Actually.... You won't be able to get to the year 1974. The years represented in New Leaf are 2012-2050. Also, no matter how far back you go, it always counts as one day (so I've heard).


----------



## futons (Aug 31, 2013)

Blues said:


> Actually.... You won't be able to get to the year 1974. The years represented in New Leaf are 2012-2050. Also, no matter how far back you go, it always counts as one day (so I've heard).



Ah, well that's a bummer, do you have quote proof somewhere of that year limit?

Thanks anyway, all.


----------



## Jinglefruit (Aug 31, 2013)

Actually I think you can go back that far. 
You'll have to TT forwards on the system to 2050. Then TT back with Isabelle to 2011 (to get the 39 year difference), and then set the system back to 2013. You AC game should then work out that the date in AC is 39 years before the system date and set to 1974. But it might be programmed not to go back that far. Though either way the only thing that'll be noticeable in your town will be the dates being wrong on the bulletin board and the Town Tree.


You shouldn't have any of the negative effects of TTing forwards doing this though as the game will look at it as, last date played now, and then next date played 2011 (you have to load as mayor to save date change with Isabelle), then the next date played 1974. So your trip back will count as 2 days in AC.


----------



## Stevey Queen (Aug 31, 2013)

Blues said:


> Actually.... You won't be able to get to the year 1974. The years represented in New Leaf are 2012-2050. Also, no matter how far back you go, it always counts as one day (so I've heard).



So what happens if someday in the future in 2051, I want to play NL again?


----------



## TeddysMama711 (Aug 31, 2013)

Blues said:


> Actually.... You won't be able to get to the year 1974. The years represented in New Leaf are 2012-2050. Also, no matter how far back you go, it always counts as one day (so I've heard).



I'm pretty sure you can, as long as you can change the year on the ds.. I used to go back to the year 1900 on CF lol


----------



## Blues (Aug 31, 2013)

Maybe you can with the 3DS clock, I dunno. All I know is I tried to go back past 2012, and I went to 2050.


----------



## ekdante (Aug 31, 2013)

Nicole said:


> I dunno, man. Your villagers might be running around in tye-dye shirts with the stick and leaf hanging out of their mouths. Nooks store might turn into a smoke shop.
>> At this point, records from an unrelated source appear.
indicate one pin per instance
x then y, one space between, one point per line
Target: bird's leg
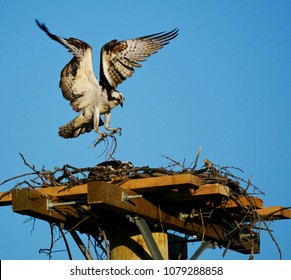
96 119
107 126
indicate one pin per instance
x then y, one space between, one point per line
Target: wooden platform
179 202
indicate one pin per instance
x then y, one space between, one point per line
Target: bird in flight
90 97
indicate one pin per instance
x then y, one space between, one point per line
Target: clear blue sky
223 84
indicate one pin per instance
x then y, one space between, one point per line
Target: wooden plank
109 197
277 212
34 203
5 198
151 184
245 201
203 192
65 192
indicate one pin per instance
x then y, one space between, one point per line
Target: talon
117 130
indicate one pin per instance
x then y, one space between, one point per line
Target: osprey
90 97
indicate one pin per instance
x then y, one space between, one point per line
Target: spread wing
78 82
119 58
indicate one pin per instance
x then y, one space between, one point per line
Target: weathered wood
35 203
203 192
162 204
245 201
127 243
109 197
274 212
159 183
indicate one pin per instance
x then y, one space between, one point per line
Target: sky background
223 84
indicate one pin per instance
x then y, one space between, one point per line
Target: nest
240 223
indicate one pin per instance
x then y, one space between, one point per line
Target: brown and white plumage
90 97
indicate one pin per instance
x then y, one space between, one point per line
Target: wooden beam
202 192
161 183
274 212
35 203
245 201
5 198
108 196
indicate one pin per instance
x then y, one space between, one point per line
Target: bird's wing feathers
78 82
119 58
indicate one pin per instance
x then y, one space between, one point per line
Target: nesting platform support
137 213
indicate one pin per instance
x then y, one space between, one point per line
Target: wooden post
127 243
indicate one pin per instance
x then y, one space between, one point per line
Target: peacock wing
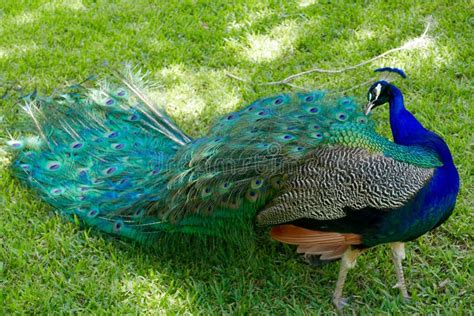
358 169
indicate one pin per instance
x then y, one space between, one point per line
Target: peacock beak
368 107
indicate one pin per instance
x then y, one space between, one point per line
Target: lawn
49 265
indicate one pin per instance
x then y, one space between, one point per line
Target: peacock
310 165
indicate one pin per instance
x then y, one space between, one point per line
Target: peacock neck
406 130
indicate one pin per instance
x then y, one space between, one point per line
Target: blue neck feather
406 129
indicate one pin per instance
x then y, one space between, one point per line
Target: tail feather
101 155
326 245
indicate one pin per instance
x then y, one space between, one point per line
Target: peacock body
308 164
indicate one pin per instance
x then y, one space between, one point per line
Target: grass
48 265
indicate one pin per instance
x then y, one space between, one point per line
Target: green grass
49 265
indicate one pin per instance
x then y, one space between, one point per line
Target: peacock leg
348 262
398 254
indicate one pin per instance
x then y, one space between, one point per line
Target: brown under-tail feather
328 245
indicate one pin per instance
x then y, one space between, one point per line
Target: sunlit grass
48 265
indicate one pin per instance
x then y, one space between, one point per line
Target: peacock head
378 94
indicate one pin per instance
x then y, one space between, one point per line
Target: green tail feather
115 161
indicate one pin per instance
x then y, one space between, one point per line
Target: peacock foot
341 302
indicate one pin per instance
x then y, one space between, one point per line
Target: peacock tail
110 158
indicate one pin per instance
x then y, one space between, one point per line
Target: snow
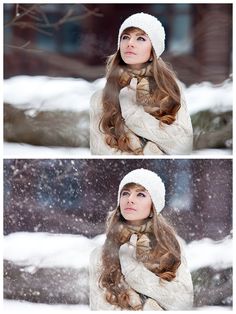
212 253
35 250
37 93
42 249
48 93
205 95
21 150
10 306
49 250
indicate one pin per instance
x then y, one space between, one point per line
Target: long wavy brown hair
163 260
165 91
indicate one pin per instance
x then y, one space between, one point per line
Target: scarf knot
145 86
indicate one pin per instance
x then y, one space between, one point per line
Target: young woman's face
135 204
135 48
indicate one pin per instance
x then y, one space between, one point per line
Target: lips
129 209
130 53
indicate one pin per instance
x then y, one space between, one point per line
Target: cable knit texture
160 295
150 181
150 25
173 139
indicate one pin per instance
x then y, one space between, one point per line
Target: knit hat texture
150 181
151 26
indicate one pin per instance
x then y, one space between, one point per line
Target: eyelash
124 37
125 193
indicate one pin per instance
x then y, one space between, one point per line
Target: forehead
137 30
129 186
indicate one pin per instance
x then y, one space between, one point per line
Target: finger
133 239
133 83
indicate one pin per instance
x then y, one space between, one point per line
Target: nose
131 198
131 42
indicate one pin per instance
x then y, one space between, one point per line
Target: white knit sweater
173 139
161 295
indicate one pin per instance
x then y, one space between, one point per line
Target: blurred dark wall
198 45
74 196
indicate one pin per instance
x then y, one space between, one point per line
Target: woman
141 265
141 110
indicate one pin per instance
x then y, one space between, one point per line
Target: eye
141 194
124 37
124 193
141 38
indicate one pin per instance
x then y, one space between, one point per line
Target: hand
129 249
129 92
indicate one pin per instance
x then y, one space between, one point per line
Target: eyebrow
136 190
136 33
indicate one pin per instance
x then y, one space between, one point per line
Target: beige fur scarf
145 86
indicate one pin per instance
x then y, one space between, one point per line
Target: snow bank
10 306
65 250
48 93
42 93
21 150
49 250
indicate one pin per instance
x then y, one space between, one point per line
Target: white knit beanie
150 181
150 25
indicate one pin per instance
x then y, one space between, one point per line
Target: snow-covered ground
42 249
22 307
41 93
36 250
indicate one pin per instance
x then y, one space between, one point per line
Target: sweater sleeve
97 299
98 145
174 295
176 138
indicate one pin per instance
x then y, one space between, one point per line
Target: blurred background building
74 40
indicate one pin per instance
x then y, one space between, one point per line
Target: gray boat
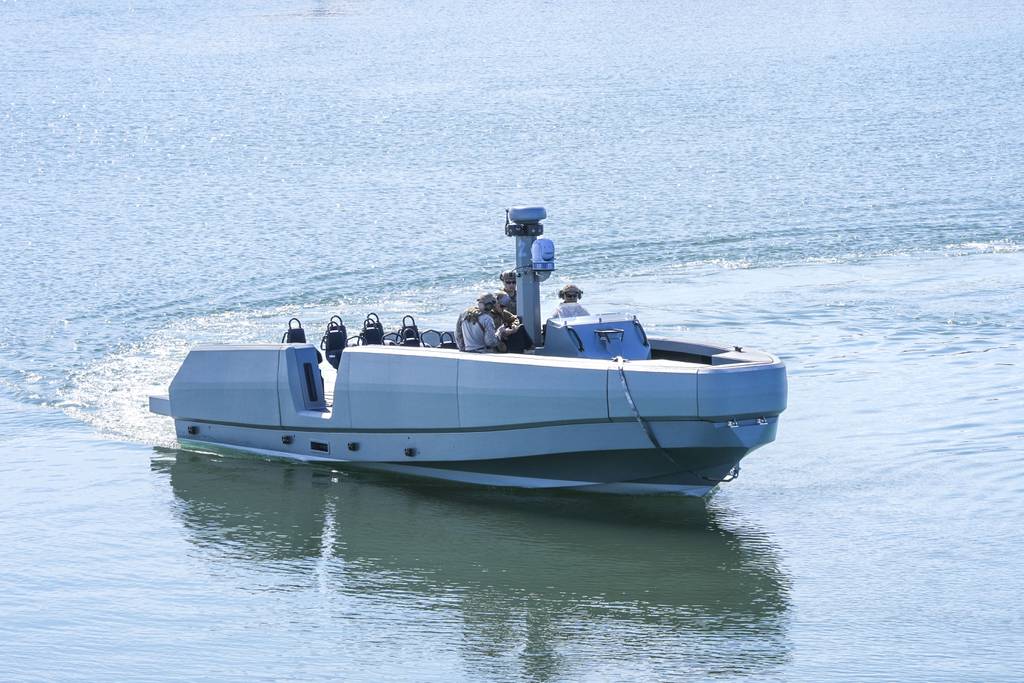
597 404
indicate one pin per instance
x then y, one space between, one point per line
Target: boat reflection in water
545 585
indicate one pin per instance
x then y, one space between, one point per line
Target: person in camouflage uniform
476 330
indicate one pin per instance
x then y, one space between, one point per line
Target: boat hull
612 458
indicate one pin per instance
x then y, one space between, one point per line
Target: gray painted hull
695 457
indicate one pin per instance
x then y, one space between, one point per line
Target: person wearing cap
475 331
508 286
570 295
502 313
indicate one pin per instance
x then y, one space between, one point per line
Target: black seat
373 331
448 340
409 335
334 341
294 335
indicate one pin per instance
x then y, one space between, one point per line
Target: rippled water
841 185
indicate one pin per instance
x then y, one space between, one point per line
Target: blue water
842 185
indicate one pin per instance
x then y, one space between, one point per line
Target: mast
535 261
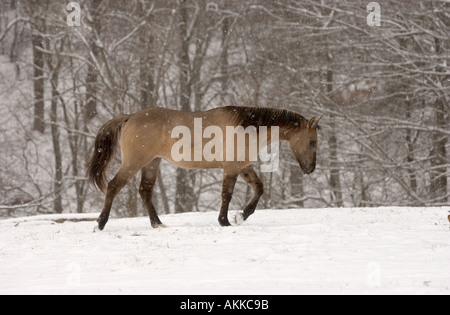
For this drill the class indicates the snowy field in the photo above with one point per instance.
(329, 251)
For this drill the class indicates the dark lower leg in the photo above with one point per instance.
(114, 187)
(149, 176)
(227, 193)
(252, 179)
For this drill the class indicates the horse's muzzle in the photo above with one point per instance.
(309, 169)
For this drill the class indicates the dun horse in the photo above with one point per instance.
(146, 138)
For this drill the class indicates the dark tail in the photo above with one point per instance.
(104, 150)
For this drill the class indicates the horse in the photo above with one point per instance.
(147, 137)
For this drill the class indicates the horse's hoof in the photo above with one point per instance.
(239, 219)
(101, 223)
(158, 226)
(224, 222)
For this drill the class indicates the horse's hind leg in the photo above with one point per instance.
(249, 175)
(149, 175)
(229, 181)
(114, 187)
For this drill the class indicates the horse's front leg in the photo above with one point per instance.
(229, 181)
(250, 177)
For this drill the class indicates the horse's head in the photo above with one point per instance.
(304, 145)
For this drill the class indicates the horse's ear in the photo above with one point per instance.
(314, 123)
(311, 122)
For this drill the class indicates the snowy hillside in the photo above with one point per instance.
(385, 250)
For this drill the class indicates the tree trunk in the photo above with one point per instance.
(335, 182)
(438, 174)
(38, 76)
(91, 78)
(184, 196)
(58, 185)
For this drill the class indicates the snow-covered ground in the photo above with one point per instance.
(332, 251)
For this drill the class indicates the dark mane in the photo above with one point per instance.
(263, 116)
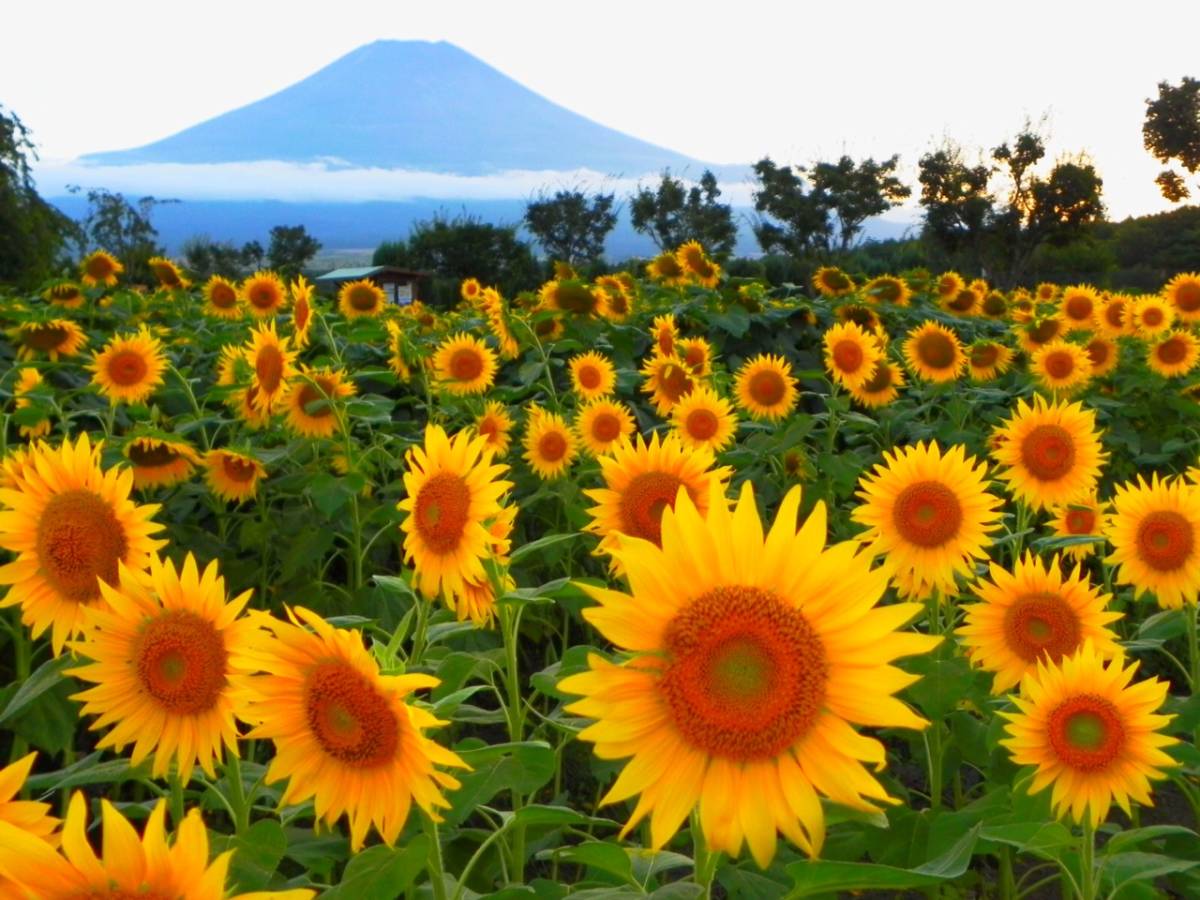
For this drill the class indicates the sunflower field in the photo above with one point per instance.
(663, 585)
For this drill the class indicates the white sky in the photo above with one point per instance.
(725, 83)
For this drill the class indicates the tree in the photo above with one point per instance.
(673, 214)
(1171, 132)
(570, 226)
(853, 192)
(291, 249)
(34, 232)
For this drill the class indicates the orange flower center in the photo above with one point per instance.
(351, 719)
(1086, 732)
(1048, 453)
(745, 675)
(443, 510)
(1165, 540)
(928, 514)
(1042, 625)
(79, 540)
(180, 660)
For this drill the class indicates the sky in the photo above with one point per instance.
(726, 83)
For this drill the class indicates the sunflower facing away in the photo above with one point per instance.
(753, 660)
(453, 491)
(129, 868)
(130, 367)
(1091, 732)
(929, 514)
(765, 388)
(1155, 533)
(159, 654)
(345, 735)
(1049, 454)
(705, 420)
(70, 525)
(1035, 613)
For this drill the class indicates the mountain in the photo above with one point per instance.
(409, 105)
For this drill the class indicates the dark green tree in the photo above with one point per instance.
(33, 233)
(1171, 133)
(291, 249)
(673, 214)
(571, 226)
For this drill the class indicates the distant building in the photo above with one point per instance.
(401, 283)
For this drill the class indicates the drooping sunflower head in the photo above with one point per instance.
(1092, 733)
(71, 525)
(750, 657)
(130, 367)
(1155, 533)
(1035, 613)
(1050, 454)
(100, 268)
(359, 299)
(465, 365)
(765, 388)
(929, 513)
(264, 294)
(934, 353)
(705, 420)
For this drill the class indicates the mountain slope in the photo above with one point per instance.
(411, 105)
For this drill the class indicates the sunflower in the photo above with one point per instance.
(28, 381)
(695, 262)
(232, 475)
(643, 479)
(851, 354)
(65, 294)
(832, 281)
(881, 388)
(310, 401)
(751, 660)
(100, 268)
(1104, 354)
(765, 388)
(160, 461)
(1174, 354)
(70, 525)
(601, 425)
(1061, 366)
(463, 365)
(359, 299)
(667, 381)
(264, 294)
(221, 298)
(888, 289)
(1049, 453)
(988, 359)
(453, 491)
(159, 654)
(705, 420)
(592, 375)
(1152, 316)
(1091, 732)
(168, 274)
(1078, 306)
(1083, 516)
(1032, 613)
(1183, 293)
(934, 353)
(550, 448)
(496, 426)
(929, 514)
(1155, 533)
(130, 367)
(51, 339)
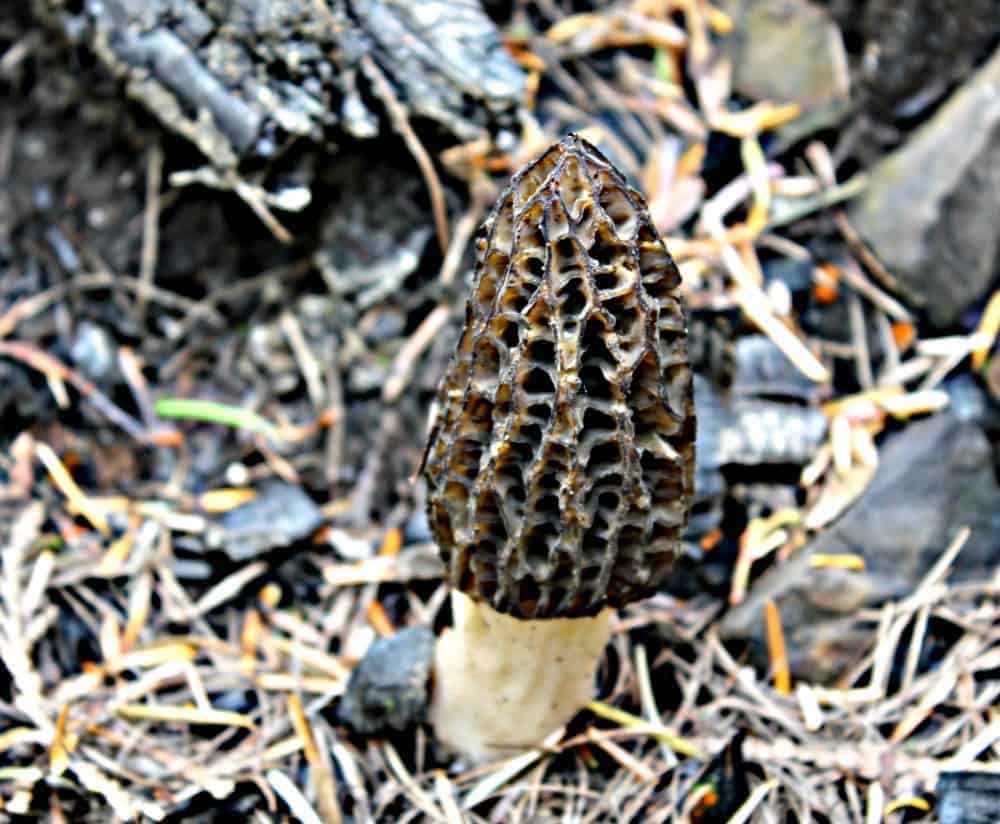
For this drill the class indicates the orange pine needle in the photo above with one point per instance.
(391, 543)
(904, 334)
(776, 646)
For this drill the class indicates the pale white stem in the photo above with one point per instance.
(502, 684)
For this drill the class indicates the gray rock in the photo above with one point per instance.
(93, 351)
(933, 478)
(786, 51)
(280, 515)
(745, 431)
(388, 689)
(931, 208)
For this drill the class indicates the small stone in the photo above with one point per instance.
(93, 351)
(763, 370)
(930, 209)
(280, 515)
(388, 689)
(787, 51)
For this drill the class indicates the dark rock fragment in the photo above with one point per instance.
(968, 797)
(934, 478)
(388, 689)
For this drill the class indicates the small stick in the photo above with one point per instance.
(150, 228)
(401, 122)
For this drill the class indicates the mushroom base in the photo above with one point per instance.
(502, 684)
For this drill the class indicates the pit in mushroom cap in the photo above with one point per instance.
(561, 467)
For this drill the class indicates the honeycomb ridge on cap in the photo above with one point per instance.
(560, 468)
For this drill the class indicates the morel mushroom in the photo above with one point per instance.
(561, 466)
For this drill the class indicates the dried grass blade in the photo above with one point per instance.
(70, 489)
(679, 745)
(293, 797)
(184, 715)
(323, 783)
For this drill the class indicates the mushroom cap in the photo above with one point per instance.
(560, 469)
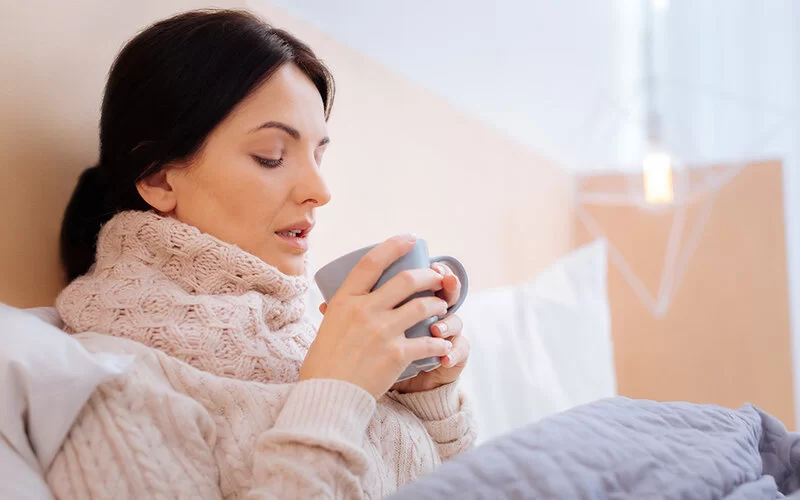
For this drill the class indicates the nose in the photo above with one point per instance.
(311, 188)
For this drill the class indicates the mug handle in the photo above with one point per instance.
(458, 270)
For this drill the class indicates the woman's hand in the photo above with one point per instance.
(449, 328)
(362, 336)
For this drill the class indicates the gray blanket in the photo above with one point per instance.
(621, 448)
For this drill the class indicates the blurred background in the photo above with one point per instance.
(619, 177)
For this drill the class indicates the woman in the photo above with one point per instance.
(186, 247)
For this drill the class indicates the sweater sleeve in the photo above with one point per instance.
(137, 440)
(446, 416)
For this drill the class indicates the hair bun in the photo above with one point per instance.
(86, 213)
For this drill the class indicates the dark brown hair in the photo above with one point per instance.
(169, 87)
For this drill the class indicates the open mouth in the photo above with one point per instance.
(296, 237)
(295, 233)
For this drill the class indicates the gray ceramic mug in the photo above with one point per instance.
(330, 277)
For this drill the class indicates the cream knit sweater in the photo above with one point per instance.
(212, 408)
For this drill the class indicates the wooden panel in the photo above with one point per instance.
(726, 336)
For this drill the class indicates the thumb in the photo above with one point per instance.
(426, 347)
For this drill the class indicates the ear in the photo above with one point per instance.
(157, 190)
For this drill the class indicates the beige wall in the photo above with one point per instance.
(402, 159)
(726, 338)
(54, 57)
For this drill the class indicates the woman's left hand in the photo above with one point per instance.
(450, 329)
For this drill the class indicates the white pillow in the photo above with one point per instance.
(46, 377)
(541, 347)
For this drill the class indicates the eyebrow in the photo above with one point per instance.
(293, 132)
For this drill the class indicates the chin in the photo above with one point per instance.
(293, 266)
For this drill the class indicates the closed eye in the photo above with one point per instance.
(267, 162)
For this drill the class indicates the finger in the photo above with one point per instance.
(458, 354)
(451, 325)
(372, 265)
(425, 347)
(451, 285)
(406, 284)
(416, 310)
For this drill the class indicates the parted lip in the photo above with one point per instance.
(304, 226)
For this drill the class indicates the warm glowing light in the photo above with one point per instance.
(658, 178)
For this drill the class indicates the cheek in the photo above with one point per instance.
(233, 201)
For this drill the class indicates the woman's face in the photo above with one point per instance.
(256, 181)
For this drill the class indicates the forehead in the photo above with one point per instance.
(288, 96)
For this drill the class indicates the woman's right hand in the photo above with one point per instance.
(362, 337)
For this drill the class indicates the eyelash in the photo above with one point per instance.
(264, 162)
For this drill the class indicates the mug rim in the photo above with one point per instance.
(364, 249)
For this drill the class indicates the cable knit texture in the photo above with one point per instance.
(212, 408)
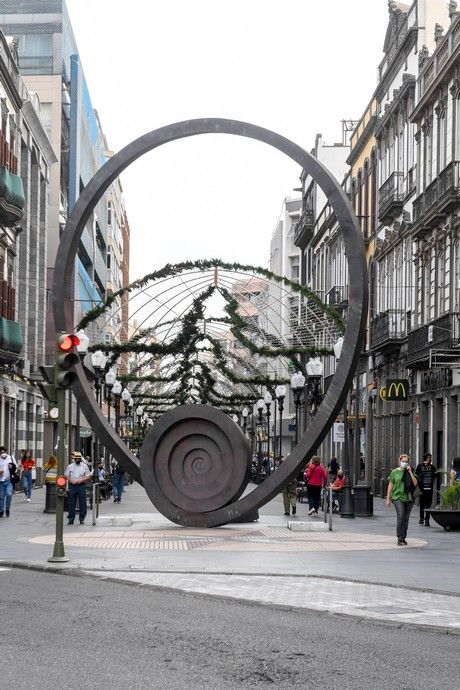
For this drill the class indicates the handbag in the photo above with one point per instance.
(408, 483)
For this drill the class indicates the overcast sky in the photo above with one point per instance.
(295, 66)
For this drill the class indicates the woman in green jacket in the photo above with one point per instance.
(401, 496)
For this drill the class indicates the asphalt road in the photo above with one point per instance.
(76, 632)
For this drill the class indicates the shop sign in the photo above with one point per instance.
(395, 390)
(338, 432)
(433, 379)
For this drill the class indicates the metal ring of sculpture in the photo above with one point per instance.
(195, 458)
(357, 312)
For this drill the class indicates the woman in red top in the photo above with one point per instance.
(316, 478)
(27, 462)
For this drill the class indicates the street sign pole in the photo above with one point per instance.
(58, 552)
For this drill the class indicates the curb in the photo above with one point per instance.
(79, 572)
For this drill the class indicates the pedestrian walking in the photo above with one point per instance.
(27, 464)
(290, 498)
(8, 470)
(333, 467)
(50, 468)
(399, 493)
(454, 474)
(315, 478)
(118, 481)
(426, 476)
(77, 473)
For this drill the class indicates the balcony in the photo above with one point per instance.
(10, 330)
(388, 330)
(12, 199)
(443, 333)
(391, 197)
(304, 228)
(337, 296)
(439, 197)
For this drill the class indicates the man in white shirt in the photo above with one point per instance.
(7, 468)
(77, 473)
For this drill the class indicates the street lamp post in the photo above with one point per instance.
(297, 386)
(280, 393)
(116, 391)
(268, 401)
(260, 408)
(314, 393)
(347, 508)
(110, 379)
(245, 414)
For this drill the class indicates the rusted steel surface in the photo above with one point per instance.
(195, 459)
(357, 309)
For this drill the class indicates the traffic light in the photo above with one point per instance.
(61, 486)
(66, 358)
(48, 386)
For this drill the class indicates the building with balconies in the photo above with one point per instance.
(51, 67)
(412, 30)
(433, 346)
(26, 157)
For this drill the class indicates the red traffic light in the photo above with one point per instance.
(67, 342)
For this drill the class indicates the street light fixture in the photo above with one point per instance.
(245, 414)
(268, 401)
(347, 509)
(116, 391)
(297, 386)
(280, 393)
(260, 407)
(315, 371)
(82, 347)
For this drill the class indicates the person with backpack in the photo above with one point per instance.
(8, 478)
(118, 481)
(454, 474)
(425, 473)
(399, 493)
(315, 478)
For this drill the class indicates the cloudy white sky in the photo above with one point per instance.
(295, 66)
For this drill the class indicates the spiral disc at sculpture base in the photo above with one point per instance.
(195, 459)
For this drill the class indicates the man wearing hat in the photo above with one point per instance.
(77, 474)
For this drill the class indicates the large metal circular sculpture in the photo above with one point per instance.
(195, 458)
(357, 311)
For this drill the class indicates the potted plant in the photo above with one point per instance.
(447, 512)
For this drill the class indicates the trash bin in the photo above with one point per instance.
(50, 499)
(364, 501)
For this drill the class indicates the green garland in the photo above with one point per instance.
(187, 367)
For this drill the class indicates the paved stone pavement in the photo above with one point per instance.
(234, 560)
(365, 601)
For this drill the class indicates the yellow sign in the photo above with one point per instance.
(394, 390)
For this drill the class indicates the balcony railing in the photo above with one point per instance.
(336, 296)
(391, 195)
(439, 194)
(304, 228)
(7, 300)
(443, 333)
(388, 328)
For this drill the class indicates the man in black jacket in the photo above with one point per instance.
(425, 473)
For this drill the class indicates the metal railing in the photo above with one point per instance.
(391, 192)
Inna gadda da vida baybee XD


----------



## Momi (Aug 31, 2013)

To the one who asked about wanting to play in 2051, I reckon time-based games will now update about once a year at least. Since Nintendo is really supportive with backwards compatibility, I'm sure they'd let you play any Nintendo time-based game forever.

... Of course by then four more Animal Crossings will probably have been made, and unless they are somehow terrible and set a terrible standard for the franchise, we will have totally forgotten about New Leaf. ;c

... and if you were joking, I-I'm sorry...! ; ^ ; I'm really bad at deciphering sarcasm on the internet...!


----------



## Wish (Aug 31, 2013)

I went to 2050 no problems

- - - Post Merge - - -



LoveMcQueen said:


> So what happens if someday in the future in 2051, I want to play NL again?



it goes back to 2010 or smth


----------



## LillyKay (Aug 31, 2013)

Nicole said:


> I dunno, man. Your villagers might be running around in tye-dye shirts with the stick and leaf hanging out of their mouths. Nooks store might turn into a smoke shop.



Hehehehhe.... that made my day.


----------



## Cease (Aug 31, 2013)

I know Aika village went to like 2045

I want to know how to get dead trees, though
Is that from massive TT?


----------



## foolish13people (Aug 31, 2013)

i also have a question about time travel:

my 3ds thinks it's the middle of october (sometimes it turns itself off and i guess it changed the date last time it happened??) and this is really bugging me
new leaf has today's date
if i take new leaf out (it's cartridge version), change the 3ds clock and put new leaf back in, will that affect my town or will it be okay?


----------



## Vida (Aug 31, 2013)

If you've played New Leaf since the 3DS clock was changed to October, then it will affect the game. If you haven't started the game since changing the date, it won't have any effect, even if you leave the cartridge in.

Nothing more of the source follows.